Bug #101876 The manual is overly conservative in parameters for replication crash safety.
Submitted: 5 Dec 2020 4:05 Modified: 5 Dec 2020 6:55
Reporter: Jean-François Gagné Email Updates:
Status: Verified Impact on me:
None 
Category:MySQL Server: Documentation Severity:S3 (Non-critical)
Version:5.7, 8.0 OS:Any
Assigned to: CPU Architecture:Any

[5 Dec 2020 4:05] Jean-François Gagné
Description:
Hi,

while preparing my talk for the MinervaDB Athena 2020 Conference [1], I was reviewing old bugs and the way they were fixed.  I should have done that before, sorry for the delay.  I am interested in [2] and [3]: Handling an Unexpected Halt of a Replica in 5.7 and 8.0 respectively.

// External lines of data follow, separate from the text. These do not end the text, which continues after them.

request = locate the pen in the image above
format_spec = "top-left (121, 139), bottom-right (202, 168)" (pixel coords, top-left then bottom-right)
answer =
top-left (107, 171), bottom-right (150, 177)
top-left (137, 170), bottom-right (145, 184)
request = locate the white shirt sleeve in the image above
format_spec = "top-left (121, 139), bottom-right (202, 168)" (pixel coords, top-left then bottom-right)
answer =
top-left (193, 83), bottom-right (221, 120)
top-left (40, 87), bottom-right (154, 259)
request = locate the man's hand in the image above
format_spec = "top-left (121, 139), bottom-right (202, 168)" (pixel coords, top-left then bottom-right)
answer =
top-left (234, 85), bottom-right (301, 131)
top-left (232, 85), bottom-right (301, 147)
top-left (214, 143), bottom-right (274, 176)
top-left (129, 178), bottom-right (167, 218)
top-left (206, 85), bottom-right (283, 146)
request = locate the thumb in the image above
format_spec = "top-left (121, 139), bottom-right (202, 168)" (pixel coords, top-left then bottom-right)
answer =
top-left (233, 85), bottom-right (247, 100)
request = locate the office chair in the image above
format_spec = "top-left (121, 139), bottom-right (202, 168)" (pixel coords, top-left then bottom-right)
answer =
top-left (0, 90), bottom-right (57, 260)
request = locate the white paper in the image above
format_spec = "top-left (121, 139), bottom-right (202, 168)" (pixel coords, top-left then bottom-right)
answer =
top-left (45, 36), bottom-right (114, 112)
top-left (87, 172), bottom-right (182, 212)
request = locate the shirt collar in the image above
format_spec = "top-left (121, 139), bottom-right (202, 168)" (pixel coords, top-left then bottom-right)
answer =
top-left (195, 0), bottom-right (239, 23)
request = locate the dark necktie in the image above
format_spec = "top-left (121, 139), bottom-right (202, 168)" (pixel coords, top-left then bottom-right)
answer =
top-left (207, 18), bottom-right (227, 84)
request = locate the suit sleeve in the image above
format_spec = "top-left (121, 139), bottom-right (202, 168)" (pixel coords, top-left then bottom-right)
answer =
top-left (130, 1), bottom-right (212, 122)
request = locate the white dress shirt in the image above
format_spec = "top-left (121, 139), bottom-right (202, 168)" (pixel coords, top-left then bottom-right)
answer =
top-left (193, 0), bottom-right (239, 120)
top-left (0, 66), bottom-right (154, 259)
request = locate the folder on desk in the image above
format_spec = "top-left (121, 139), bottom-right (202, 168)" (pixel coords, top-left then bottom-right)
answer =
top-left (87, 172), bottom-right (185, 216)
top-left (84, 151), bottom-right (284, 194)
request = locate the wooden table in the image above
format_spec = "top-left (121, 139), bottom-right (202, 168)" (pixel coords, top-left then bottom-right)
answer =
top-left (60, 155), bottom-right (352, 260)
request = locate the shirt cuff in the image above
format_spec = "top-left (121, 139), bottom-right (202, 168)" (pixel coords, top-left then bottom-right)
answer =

[1]: https://minervadbathena.com/

[2]: https://dev.mysql.com/doc/refman/5.7/en/replication-solutions-unexpected-replica-halt.html

[3]: https://dev.mysql.com/doc/refman/8.0/en/replication-solutions-unexpected-replica-halt.html

Beside that sync_binlog = 1 is missing in [2] for GTID with log-slave-updates and and [3] for up to 8.0.16 (I reported this in Bug#101874), I believe that [2] and [3] are overly conservative in the parameters they. specify for replication crash safety.  IMHO, the following are not needed in all cases:

- MASTER_AUTO_POSITION = 1
- sync_relay_log = 1
- innodb_flush_log_at_trx_commit = 1
- and the missing sync_binlog = 1

I would suggest restructuring this document to separate parameters needed all the time and parameters needed only in some situations.  The parameters needed all the time are, according to my understanding, the following:

- relay_log_info_repository = TABLE
- relay_log_recovery = ON

And the parameters only needed in some situations are:

- MASTER_AUTO_POSITION = 1
- sync_relay_log = 1
- innodb_flush_log_at_trx_commit = 1
- sync_binlog = 1

I give details in Suggested fix on when I think the 4 parameters above are needed.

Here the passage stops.